Così, tutti, tra i vicoli di Napoli cominciarono a chiamarlo così: “O’ Munaciello”. Caterina Frezza morì di morte naturale lasciando il piccolo monaco solo al mondo. Ebbene, si racconta che egli da un giorno all’altro sparì nel nulla. Si dice fu la stessa famiglia della donna ad assassinarlo e liberarsi del corpicino tramite un canale di scolo.
Il mistero della morte del “Munacielllo”
Tra i vicoli si sussurrava che il diavolo stesso lo avesse trascinato via per i capelli. Dalla sua sparizione, “O’ Munaciello” cominciò però ad apparire furtivamente negli angoli più inaspettati di Napoli per fare dispetti. Ogni volta che un vaso cadeva, che dell’olio veniva rovesciato, che qualcuno inciampava, per ogni tipo di piccola disgrazia, il dispettoso “munaciello” venne additato come nascosto responsabile.
Il “bambino trattato dal mondo come un adulto” in fondo non resta che un bambino dispettoso: è per questo che donne e uomini continuano ad invocarlo in cerca della sua protezione per la fertilità e per trovare l’amore.
La Serao riporta però che qualche tempo dopo furono ritrovate in una cloaca delle ossa che avrebbero potuto essere quelle del nano, ed avanza l’ipotesi che i parenti Frezza avessero alla fine deciso di assassinarlo.
L’altra ipotesi della leggenda del “Munaciello”
Con la seconda ipotesi, siamo ancora sul 1600. A Napoli, a quei tempi, si aggirano figure indispensabili per la città: i pozzari. Questi erano incaricati di pulire le cisterne e le fognature e, per questo, erano spesso agili e snelli. Guarda caso, portavano un informe lunga, con cappuccio: molto simile a quella dei monaci.
Poiché spesso i pozzari non venivano pagati dai loro committenti, costoro si “vendicavano” entrando nelle case dei Signori attraverso i pozzi e rubando per sé oggetti preziosi. Gli stessi oggetti preziosi, talvolta, venivano poi donati dai pozzari alle loro amanti, nelle cui case i gestori dei pozzi si intrufolavano sempre attraverso i canali per calare il secchio. Anche per questo la leggenda vuole che il munaciello talvolta rubi, talvolta doni.

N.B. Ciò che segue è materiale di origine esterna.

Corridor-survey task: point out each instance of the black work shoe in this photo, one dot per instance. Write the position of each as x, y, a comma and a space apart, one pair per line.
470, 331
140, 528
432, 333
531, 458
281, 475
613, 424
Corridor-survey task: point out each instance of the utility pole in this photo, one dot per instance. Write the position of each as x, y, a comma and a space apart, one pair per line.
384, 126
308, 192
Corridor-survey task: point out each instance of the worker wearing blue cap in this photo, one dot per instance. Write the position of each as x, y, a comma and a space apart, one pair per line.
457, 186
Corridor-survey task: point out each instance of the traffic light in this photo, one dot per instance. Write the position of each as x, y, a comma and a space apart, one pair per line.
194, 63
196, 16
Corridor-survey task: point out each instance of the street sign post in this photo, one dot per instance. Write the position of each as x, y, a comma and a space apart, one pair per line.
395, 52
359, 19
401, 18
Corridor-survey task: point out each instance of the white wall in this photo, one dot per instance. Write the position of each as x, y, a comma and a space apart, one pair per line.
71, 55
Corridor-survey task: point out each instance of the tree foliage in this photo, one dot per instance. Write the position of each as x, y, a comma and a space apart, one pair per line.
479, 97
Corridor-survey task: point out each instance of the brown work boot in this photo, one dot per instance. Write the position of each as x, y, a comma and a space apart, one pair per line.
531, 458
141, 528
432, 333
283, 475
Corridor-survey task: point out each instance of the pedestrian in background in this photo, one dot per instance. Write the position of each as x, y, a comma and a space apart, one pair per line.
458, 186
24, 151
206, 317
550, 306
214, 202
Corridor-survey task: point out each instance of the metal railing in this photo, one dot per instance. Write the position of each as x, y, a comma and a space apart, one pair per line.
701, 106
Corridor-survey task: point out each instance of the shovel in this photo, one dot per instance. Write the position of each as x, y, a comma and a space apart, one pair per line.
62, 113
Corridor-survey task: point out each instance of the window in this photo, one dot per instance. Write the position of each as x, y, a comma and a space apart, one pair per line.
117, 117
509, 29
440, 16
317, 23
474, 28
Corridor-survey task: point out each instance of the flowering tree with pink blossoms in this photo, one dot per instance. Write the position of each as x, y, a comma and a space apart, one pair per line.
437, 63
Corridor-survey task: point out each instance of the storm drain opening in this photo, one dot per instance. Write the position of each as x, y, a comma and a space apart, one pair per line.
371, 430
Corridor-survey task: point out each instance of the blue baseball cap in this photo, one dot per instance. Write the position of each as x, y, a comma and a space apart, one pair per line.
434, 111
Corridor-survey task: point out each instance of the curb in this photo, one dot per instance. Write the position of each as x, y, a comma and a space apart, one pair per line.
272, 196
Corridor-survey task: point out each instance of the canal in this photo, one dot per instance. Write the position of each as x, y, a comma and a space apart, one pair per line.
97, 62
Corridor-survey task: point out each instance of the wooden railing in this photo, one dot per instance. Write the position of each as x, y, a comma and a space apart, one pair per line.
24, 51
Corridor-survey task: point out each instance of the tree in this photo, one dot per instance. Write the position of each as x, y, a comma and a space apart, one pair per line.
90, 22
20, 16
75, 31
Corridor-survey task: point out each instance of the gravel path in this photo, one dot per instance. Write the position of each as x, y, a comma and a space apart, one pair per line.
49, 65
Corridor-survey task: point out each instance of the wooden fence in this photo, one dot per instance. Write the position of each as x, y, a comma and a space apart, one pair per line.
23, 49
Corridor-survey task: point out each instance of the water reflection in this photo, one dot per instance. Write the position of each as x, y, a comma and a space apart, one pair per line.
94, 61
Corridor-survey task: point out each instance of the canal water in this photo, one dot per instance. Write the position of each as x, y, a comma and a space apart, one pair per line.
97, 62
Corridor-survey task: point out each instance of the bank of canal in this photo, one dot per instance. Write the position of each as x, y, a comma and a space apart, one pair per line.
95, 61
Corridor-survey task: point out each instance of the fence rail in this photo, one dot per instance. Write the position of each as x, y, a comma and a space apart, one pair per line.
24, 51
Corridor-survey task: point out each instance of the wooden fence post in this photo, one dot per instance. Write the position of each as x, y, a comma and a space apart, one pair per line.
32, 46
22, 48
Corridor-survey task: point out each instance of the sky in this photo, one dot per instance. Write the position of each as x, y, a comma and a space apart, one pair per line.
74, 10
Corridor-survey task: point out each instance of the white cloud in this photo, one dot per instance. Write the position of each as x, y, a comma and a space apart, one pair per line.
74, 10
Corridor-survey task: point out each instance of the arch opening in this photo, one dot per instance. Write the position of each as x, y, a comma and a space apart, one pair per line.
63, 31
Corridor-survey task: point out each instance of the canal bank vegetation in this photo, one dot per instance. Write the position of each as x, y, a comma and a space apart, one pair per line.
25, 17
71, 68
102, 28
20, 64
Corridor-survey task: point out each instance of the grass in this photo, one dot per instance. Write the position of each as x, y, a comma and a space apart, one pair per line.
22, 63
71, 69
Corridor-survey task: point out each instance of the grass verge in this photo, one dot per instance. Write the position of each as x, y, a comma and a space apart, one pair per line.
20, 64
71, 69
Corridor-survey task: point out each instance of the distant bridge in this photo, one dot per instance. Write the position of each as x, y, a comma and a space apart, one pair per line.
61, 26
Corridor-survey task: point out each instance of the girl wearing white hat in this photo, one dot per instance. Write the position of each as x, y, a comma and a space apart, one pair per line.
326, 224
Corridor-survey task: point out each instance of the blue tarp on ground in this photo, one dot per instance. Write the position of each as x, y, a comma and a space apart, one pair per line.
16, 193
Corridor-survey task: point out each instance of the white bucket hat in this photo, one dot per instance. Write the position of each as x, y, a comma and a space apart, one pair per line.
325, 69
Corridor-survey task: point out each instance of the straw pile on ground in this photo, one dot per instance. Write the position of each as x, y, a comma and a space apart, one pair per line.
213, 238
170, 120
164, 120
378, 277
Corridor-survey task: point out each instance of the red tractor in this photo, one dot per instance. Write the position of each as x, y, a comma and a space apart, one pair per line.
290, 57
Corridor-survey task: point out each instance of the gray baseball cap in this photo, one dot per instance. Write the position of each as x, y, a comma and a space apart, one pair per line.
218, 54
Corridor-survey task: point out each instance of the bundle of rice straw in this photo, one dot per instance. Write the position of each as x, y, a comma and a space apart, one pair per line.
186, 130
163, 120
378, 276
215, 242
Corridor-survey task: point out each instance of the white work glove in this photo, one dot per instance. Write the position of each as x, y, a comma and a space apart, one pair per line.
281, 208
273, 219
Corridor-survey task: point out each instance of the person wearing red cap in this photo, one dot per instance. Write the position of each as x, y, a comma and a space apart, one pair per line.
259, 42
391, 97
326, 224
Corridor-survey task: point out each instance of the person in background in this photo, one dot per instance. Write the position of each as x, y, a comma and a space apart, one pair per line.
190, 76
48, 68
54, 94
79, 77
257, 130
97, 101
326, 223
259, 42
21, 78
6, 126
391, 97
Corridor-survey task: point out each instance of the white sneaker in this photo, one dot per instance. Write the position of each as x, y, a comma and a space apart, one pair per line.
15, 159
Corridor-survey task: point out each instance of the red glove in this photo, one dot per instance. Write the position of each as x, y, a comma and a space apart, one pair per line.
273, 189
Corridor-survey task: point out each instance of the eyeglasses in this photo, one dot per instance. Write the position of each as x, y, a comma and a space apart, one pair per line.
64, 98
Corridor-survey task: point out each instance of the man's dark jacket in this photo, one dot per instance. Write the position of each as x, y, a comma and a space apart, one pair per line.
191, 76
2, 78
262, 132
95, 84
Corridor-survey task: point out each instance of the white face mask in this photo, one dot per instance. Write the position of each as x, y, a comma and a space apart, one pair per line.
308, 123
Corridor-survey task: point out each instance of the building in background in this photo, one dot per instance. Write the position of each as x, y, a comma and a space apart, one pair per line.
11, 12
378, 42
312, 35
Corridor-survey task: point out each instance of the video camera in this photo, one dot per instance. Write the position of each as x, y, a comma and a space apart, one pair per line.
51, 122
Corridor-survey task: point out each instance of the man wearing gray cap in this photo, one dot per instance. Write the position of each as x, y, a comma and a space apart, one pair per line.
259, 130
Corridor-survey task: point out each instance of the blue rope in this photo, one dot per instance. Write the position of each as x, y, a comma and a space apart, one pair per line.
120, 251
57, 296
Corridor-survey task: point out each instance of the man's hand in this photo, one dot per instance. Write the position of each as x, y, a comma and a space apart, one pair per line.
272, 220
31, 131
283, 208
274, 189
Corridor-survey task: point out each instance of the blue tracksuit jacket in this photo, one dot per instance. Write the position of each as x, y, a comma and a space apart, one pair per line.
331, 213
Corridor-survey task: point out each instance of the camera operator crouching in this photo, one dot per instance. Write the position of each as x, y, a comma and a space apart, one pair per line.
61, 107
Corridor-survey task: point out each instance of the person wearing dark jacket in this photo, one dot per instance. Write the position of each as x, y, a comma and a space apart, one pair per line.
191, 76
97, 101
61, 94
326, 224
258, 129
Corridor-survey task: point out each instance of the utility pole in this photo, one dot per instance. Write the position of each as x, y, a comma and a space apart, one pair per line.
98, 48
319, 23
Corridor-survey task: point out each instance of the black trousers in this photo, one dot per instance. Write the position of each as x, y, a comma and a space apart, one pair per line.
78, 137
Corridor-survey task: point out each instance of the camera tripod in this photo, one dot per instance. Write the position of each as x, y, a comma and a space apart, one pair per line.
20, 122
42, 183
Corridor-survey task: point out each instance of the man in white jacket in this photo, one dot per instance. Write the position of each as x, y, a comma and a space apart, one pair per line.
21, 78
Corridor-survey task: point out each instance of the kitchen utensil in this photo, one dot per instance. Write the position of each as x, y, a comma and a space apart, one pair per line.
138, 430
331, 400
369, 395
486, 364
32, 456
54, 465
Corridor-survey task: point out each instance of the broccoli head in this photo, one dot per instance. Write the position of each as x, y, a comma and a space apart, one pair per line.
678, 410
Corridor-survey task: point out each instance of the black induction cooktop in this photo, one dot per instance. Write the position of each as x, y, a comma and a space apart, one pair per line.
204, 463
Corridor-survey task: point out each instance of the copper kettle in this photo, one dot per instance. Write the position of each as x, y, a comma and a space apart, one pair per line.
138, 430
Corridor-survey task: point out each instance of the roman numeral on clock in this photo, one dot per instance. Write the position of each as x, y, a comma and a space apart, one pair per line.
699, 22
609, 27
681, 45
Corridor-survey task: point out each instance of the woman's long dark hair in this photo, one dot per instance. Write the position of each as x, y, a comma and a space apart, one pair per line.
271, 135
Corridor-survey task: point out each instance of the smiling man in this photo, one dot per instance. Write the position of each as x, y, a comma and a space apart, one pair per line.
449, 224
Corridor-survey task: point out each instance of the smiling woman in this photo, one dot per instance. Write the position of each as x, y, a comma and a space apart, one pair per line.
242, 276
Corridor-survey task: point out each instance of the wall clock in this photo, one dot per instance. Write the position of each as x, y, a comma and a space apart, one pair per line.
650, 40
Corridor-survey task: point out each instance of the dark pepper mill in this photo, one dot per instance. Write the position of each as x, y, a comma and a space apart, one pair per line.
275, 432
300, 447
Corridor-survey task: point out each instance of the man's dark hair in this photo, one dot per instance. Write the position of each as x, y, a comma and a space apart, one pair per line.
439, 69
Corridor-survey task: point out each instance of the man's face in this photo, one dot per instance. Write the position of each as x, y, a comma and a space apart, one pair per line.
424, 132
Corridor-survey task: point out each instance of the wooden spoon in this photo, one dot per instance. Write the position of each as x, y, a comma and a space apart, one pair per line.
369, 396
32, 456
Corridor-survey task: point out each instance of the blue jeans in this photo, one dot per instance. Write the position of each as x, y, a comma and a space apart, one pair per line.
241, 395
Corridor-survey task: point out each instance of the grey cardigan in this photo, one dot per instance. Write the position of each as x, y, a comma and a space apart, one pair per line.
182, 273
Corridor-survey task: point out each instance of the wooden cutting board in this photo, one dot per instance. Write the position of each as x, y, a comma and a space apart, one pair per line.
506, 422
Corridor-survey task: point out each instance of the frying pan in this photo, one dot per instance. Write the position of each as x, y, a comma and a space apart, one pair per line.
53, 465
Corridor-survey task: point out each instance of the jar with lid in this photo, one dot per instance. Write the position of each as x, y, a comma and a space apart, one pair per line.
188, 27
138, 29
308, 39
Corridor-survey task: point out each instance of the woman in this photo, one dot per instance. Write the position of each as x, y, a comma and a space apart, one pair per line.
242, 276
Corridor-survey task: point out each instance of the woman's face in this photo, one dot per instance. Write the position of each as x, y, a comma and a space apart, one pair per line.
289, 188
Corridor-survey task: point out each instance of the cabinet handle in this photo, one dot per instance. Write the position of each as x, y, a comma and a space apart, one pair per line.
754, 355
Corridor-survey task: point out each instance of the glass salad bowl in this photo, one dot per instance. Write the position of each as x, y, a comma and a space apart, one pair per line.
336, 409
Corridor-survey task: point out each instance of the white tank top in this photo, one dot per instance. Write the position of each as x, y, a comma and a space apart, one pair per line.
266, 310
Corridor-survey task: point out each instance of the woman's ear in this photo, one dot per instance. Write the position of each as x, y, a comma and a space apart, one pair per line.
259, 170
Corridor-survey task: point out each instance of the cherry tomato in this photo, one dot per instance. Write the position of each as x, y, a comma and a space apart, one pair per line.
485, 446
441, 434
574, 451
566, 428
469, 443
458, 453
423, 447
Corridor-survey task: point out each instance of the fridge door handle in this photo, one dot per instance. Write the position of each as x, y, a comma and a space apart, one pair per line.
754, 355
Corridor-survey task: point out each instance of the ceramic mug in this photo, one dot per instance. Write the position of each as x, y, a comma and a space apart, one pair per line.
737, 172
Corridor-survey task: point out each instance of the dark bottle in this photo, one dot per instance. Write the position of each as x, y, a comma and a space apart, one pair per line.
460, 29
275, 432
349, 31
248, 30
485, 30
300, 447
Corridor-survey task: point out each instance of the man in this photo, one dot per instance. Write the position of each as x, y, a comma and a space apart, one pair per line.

Dicerie e curiosità sul “Munaciello”
Abbiamo visto come la figura del “Munaciello” sia una figura capricciosa e volubile. Tra i vicoli del centro storico, le signore più anziane ancora dicono “O munaciello”, a chi arricchisce e chi “appezzantisce” ( Il munaciello alcuni li rende ricchi, altri li impoverisce). O anche si usa ancora dire, quando d’improvviso una persona si arricchisce, che questa abbia il munaciello in casa che gli dispensa denaro.
Si è soliti inoltre, quando si sospetta di avere “l’ospite”, di lasciargli una sedia e del cibo durante la notte. Quando si abbiano sospetti del genere è anche giusto che non si dica nulla a nessuno, per non indispettirlo. Bisogna infatti ricordare che questo fantasmino dispettoso non si lega alla casa ma alla persona. E’ voi che sceglie, non la vostra dimora.
Ciò non toglie che ci siano luoghi che, per tradizione, ne sono da sempre infestati: come ad esempio la Villa Gallo, una villa storica sui colli aminei.
Il “Munaciello” rappresenta comunque un personaggio che subisce “angherie” e per questo vorrebbe vendicarsi. In realtà nella Napoli odierna viene ricordato solo negli eventi di “sparizione ” di oggetti ma con molta simpatia. Incolpare il “Munaciello” quando “sparisce” qualcosa in casa in realtà è un modo per evitare di affrontare la propria sbadataggine.